Convinced she was going to be OK, I looked forward to the ten-or-so minutes it would take for the Lactated Ringers to run under her skin. Sweetie’s people are Margot and Peter. Margot is always smartly dressed and well put together. She exudes elegance of an era past. She is a retired professor of English and a prolific author. Invariably, I learn something. She has complimented my writer’s voice, and taken the red pen to my grammar. Peter has a cautious demeanor and a measured manner of speech that piques my curiosity as to the things he knows and the places he’s been. Peter is a devout home-body, but when he does leave College Street, he travels to destinations that I have to ask the spelling, before I can look them up. At a time in life when many might be content to whittle away the days napping, reading, and waiting for cocktail hour, they’ve opted to hit pause on the aging process.
On the prevention of aging, Clint Eastwood said, “I don’t let the old man in.”
Margot and Peter just adopted a three-month-old Sheltie named Scout.
We returned Sweetie to her carrier and talked about house training, exercise, and engagement for the little one.
As we parted, I wished them a Merry Christmas and asked about their plans. Margot speaks with the eloquent diction of a silver-screen siren, “Oh, we’re not much for Christmas, we celebrate the Solstice.”
In recent years I’ve developed an appreciation for the things we can do better in times of perpetual darkness. I was interested in their take, “Mostly, we just sit quietly and think.”
Exactly.
December 21st, or thereabouts, is the longest night of the year. In the thousands of years prior to Google calendar and Accuweather, people hunted, gathered, and grew. Their very survival was predicated on tracking celestial events. After six months of progressively less light, Pagans and Christians alike celebrate the beginning of the return to light. In the millennia before incandescent bulbs, LEDs and Facebook, we could not see past our noses, for months on end. By definition, our thoughts turned inward.
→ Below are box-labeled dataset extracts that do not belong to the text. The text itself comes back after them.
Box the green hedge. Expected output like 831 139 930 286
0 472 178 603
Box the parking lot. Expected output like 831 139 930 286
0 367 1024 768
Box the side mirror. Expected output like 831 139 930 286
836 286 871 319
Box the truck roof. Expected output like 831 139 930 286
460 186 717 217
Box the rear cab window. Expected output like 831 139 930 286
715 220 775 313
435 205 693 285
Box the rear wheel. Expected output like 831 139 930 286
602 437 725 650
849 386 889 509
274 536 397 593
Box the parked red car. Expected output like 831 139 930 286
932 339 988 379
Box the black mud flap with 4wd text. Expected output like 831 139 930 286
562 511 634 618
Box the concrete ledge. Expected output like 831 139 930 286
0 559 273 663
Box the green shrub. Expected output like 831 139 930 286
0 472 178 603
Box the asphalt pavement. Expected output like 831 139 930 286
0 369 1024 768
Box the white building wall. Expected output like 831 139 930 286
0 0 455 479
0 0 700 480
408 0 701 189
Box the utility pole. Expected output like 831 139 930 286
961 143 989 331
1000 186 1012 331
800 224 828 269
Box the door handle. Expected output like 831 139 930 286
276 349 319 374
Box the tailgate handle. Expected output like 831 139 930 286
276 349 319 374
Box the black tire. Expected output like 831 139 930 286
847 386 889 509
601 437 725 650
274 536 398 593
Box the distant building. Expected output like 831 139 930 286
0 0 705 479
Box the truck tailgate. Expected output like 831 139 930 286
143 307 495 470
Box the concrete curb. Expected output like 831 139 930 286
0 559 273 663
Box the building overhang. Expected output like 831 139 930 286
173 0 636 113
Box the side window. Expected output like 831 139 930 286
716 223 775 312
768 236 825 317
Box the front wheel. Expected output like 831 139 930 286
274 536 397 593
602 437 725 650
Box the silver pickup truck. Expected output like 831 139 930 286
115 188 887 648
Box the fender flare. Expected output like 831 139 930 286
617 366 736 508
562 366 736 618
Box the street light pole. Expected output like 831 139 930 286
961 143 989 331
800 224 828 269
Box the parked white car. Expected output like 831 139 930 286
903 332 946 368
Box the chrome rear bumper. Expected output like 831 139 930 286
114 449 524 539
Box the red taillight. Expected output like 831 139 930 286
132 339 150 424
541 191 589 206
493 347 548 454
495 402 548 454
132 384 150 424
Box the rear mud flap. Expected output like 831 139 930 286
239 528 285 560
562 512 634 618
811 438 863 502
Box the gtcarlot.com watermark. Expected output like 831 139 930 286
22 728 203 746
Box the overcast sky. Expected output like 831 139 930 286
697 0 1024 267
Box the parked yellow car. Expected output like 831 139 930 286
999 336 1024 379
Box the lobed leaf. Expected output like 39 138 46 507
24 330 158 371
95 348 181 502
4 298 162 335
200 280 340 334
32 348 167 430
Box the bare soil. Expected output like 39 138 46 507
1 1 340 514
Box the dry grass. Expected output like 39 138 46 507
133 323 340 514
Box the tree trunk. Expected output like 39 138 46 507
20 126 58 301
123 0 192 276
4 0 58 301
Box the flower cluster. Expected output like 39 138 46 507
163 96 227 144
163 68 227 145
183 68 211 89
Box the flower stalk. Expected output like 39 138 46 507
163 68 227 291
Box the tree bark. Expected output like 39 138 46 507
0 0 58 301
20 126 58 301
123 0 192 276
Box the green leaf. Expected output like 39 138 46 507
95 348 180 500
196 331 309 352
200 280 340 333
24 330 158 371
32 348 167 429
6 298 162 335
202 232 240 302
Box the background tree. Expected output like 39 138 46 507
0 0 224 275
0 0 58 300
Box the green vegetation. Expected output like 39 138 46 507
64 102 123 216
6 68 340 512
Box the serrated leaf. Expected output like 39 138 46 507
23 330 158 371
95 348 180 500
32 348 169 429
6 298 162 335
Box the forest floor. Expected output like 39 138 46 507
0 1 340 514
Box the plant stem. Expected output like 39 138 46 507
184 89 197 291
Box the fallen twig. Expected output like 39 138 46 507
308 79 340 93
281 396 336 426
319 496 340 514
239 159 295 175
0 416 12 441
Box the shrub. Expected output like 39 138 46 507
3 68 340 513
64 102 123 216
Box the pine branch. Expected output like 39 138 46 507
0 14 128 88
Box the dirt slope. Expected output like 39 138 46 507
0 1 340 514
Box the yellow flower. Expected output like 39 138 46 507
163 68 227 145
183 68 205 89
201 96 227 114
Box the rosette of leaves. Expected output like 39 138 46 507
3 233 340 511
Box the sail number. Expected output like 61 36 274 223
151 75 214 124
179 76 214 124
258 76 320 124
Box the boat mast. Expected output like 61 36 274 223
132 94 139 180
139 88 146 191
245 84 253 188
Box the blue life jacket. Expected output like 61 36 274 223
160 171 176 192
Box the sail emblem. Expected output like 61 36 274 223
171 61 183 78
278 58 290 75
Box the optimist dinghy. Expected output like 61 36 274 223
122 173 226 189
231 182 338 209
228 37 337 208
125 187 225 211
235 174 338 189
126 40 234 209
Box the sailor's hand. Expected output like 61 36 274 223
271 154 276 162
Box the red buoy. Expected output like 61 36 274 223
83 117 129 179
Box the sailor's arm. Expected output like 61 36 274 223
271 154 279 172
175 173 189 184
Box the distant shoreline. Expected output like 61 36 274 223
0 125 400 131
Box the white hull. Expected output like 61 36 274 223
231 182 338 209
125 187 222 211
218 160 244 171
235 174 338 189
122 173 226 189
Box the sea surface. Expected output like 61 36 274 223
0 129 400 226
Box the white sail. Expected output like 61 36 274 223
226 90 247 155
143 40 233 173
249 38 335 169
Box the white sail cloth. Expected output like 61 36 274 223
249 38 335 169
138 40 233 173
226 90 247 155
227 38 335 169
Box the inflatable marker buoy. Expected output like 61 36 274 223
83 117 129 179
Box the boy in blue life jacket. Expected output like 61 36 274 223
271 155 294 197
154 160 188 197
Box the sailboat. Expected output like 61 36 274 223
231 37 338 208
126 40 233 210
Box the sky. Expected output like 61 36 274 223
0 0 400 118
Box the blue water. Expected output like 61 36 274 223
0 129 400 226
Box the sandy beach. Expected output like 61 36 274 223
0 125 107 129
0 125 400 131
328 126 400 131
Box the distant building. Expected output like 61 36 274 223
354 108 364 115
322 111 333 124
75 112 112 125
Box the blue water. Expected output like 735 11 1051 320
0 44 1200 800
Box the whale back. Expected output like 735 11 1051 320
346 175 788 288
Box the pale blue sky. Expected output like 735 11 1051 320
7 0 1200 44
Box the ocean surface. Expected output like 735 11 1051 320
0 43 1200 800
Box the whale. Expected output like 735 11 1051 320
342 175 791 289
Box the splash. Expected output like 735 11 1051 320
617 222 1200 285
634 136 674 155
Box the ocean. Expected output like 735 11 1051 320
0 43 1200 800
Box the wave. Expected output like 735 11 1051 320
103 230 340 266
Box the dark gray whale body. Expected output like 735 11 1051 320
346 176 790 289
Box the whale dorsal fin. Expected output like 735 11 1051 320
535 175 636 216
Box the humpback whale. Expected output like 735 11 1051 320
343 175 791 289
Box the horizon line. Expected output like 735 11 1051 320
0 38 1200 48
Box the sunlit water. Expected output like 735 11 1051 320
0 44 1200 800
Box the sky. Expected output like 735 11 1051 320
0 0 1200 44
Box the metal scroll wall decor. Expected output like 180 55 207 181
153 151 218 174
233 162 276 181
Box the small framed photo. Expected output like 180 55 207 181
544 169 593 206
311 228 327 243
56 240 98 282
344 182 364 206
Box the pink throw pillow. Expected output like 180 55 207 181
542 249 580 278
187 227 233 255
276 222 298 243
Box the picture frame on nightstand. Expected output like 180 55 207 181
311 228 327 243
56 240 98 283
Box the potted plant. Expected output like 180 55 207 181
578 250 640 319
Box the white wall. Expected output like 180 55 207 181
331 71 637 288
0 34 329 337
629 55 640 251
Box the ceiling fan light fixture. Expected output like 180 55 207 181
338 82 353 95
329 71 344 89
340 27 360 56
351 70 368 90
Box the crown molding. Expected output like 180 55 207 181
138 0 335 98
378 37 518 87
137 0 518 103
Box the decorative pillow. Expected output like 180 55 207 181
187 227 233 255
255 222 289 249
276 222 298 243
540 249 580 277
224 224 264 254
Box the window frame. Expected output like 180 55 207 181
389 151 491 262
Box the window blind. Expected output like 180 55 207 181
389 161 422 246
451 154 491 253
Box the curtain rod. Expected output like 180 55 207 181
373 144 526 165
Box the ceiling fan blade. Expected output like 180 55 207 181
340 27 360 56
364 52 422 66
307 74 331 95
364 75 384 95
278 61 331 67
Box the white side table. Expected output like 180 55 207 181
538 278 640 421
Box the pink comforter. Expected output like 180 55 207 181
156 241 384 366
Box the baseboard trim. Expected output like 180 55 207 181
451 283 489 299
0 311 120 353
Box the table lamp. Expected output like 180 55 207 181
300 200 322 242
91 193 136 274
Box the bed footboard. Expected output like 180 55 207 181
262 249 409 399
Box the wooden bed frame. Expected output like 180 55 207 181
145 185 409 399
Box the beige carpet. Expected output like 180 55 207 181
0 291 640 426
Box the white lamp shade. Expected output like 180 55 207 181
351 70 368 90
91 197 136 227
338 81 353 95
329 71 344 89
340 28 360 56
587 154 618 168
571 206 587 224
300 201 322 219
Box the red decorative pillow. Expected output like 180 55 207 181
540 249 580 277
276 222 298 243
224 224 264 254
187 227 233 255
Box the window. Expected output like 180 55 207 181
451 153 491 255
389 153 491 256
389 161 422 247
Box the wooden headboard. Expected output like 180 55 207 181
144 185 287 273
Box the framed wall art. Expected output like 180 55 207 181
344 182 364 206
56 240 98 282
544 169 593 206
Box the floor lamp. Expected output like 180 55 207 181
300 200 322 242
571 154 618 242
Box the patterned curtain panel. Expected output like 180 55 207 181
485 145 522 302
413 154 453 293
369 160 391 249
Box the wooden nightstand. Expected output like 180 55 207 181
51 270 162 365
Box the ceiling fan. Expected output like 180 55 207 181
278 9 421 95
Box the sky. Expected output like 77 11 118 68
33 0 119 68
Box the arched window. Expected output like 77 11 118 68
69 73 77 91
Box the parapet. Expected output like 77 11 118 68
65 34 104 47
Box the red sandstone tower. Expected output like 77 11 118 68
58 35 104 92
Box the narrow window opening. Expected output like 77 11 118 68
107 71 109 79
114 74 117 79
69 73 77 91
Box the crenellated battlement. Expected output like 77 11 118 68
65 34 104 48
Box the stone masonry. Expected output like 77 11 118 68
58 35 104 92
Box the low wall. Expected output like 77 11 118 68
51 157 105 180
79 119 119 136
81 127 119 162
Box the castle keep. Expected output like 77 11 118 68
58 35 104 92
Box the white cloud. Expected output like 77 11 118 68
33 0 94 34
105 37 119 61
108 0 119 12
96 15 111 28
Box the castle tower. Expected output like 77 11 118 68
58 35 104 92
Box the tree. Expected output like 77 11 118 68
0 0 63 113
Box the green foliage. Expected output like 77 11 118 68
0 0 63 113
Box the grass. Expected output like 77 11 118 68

On the occasion of the birth of the sun, observers will start a raging fire representing light and hope. On the heels of a period of introspection, observers recall aspects of their being they wish to shed.
Judgement, insecurity, forgiveness: they’ll scribe their vices on a sheet of paper, and chuck ‘em in the flames.
We all revel in seventy-five degrees and sunny, but in the darkness and cold we tend to grumble. “I can’t stand this time of year. It’s dark when I’m driving to work, and it’s dark when I’m driving home.”
It does not have to be that way.
The ground is frozen hard and the grass won’t grow. Interview your eldest kin, and write it down. Read a book, write a book, listen to Astral Weeks from start to finish, call a friend… or, just sit and think like Margot and Peter.
A wrought David Letterman asked Warren Zevon how he dealt with terminal lung cancer, “Well Dave, you enjoy every sandwich.”
I have no clue how many days of good health and clear thought I’ve been granted. I try and make them count. If I can enjoy fourteen hours of darkness per day, I’m well on my way.